Under normal circumstances, there was little personal hygiene embarrassment. Group toilet use was not uncommon, nor were Friday nights in the tin bath in front of the fire, whether we needed it or not. Youngest child first, then my older sister, then Mum and Dad last. And even though it was occasionally topped up with a kettle of hot water, it was still cold and grubby by the time Dad got in there. There was no television in those days of course; bath night was an entertainment highlight.
The outside lavs were in some sort of purpose-made outbuilding, usually brick built. Ours at Bolster Moor was a posh one, which had a traditional pan and a flush cistern. It froze in winter though, unless Dad put the Tilley lamp, or some other paraffin burner in there. The main water pipe often froze anyway, but at least we had somewhere to throw the contents of the ‘gozunder’ (chamber pot) so called because it gozunder the bed.
This first photo is what’s left of a ‘one holer’ drop toilet (luxury) and I think I can see evidence of a nail in the wall to hang the squares of newspaper.
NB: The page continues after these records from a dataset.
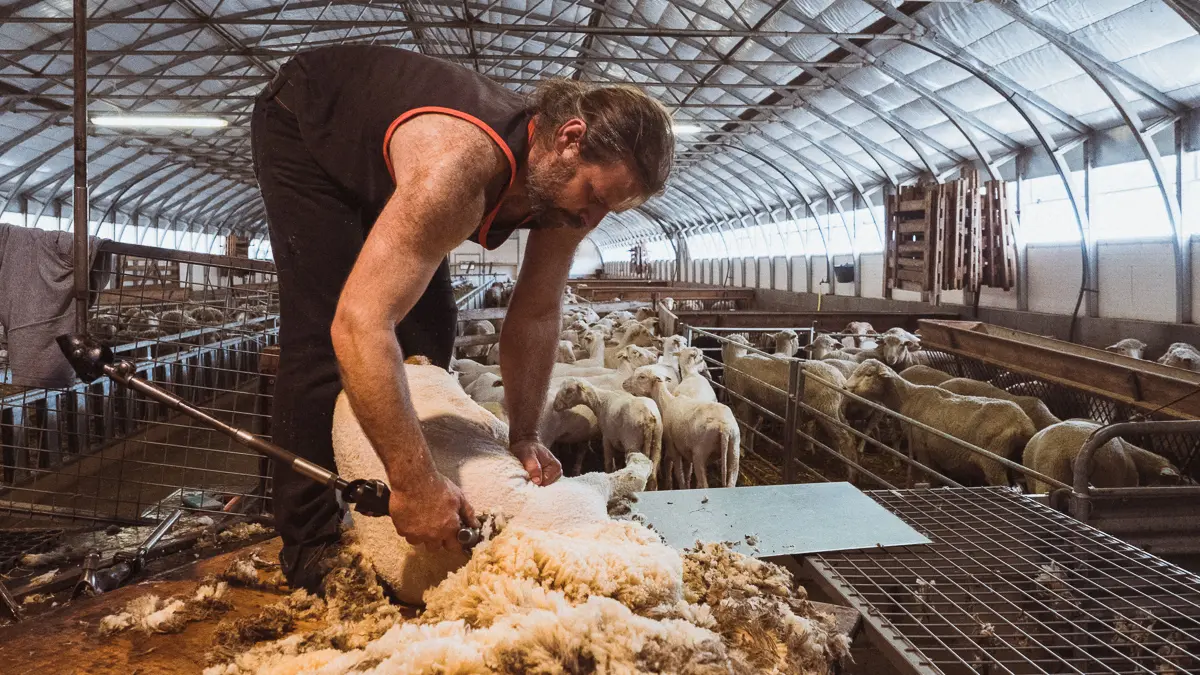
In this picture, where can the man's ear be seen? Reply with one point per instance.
(570, 136)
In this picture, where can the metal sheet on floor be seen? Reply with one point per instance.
(772, 520)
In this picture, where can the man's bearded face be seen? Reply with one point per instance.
(547, 184)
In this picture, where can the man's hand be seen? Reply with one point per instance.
(431, 513)
(541, 465)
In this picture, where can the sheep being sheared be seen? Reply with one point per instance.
(469, 447)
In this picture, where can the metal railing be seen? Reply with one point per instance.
(195, 324)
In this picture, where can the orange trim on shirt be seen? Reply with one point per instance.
(496, 137)
(487, 226)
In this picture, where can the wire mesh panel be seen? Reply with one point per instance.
(195, 324)
(1013, 586)
(1067, 402)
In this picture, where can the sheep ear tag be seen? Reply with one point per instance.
(771, 520)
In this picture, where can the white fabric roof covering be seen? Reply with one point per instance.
(843, 96)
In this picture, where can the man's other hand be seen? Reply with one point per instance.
(543, 466)
(431, 513)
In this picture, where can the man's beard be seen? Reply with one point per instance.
(545, 186)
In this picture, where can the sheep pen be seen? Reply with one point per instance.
(557, 586)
The photo on the right is an example of an old posh flush toilet. The photo below is an excellent example of a yard brush, often called a besom brush, but strictly speaking this is incorrect, as a besom brush has swigs or bristles wrapped around a central handle, like a witch’s broom. In this part of the world, the old chaps used to call this type of long handle a ‘brush shtaith’ (probably Scandinavian); the hole at the front is for the candle when sweeping in the dark, of course, particularly useful for night workers. I’ve had this yard brush for over 40 years, the reason it’s lasted so long is because I’ve looked after it and carried out regular maintenance and servicing. It’s had five new heads and three new handles in them 40 years.
Back to the 1947 snow. The main photo for this article below shows a single decker bus that is almost covered after it had just left Scapegoat Hill, bound for Huddersfield. The sign at the front reads ‘Depot’. It had become stranded on Bolster Moor during the first snow fall in January, and it was not recovered until mid-March. (No, there was no-one left on board all that time).
Makeshift large timber sledges were constructed and harnessed to any available horses, which allowed some essential goods to be delivered. My cousin David remembered a sledge the size of a barn door carrying several milk churns. It may even have been a barn door, though it’s more likely to have been a sled normally used during haymaking.
The freezing conditions lasted so long that, when the thaw eventually came, many roads and water pipes were badly damaged and it took months for all the repairs to be carried out.
I was born in the June of that year and by contrast to the previous winter, the summer was swelteringly hot and poor ole Mum struggled with a heavy pregnancy. I was a big baby; I liked my food even before I was born. Apparently, as soon as I started to walk, I would storm into the kitchen in the morning demanding my ‘politch’ on the dot. Mum had her hands full trying to keep me fed. Many of the family have said I was a little git when I was hungry. I’m not like that now; at least I’m taller.
I have always liked my porridge and I am happy to prepare it myself now. Thick porridge with proper local honey from George the honey man. Can’t fault it, simple pleasures can be just as heart-warming as great wealth. Sometimes. Maybe.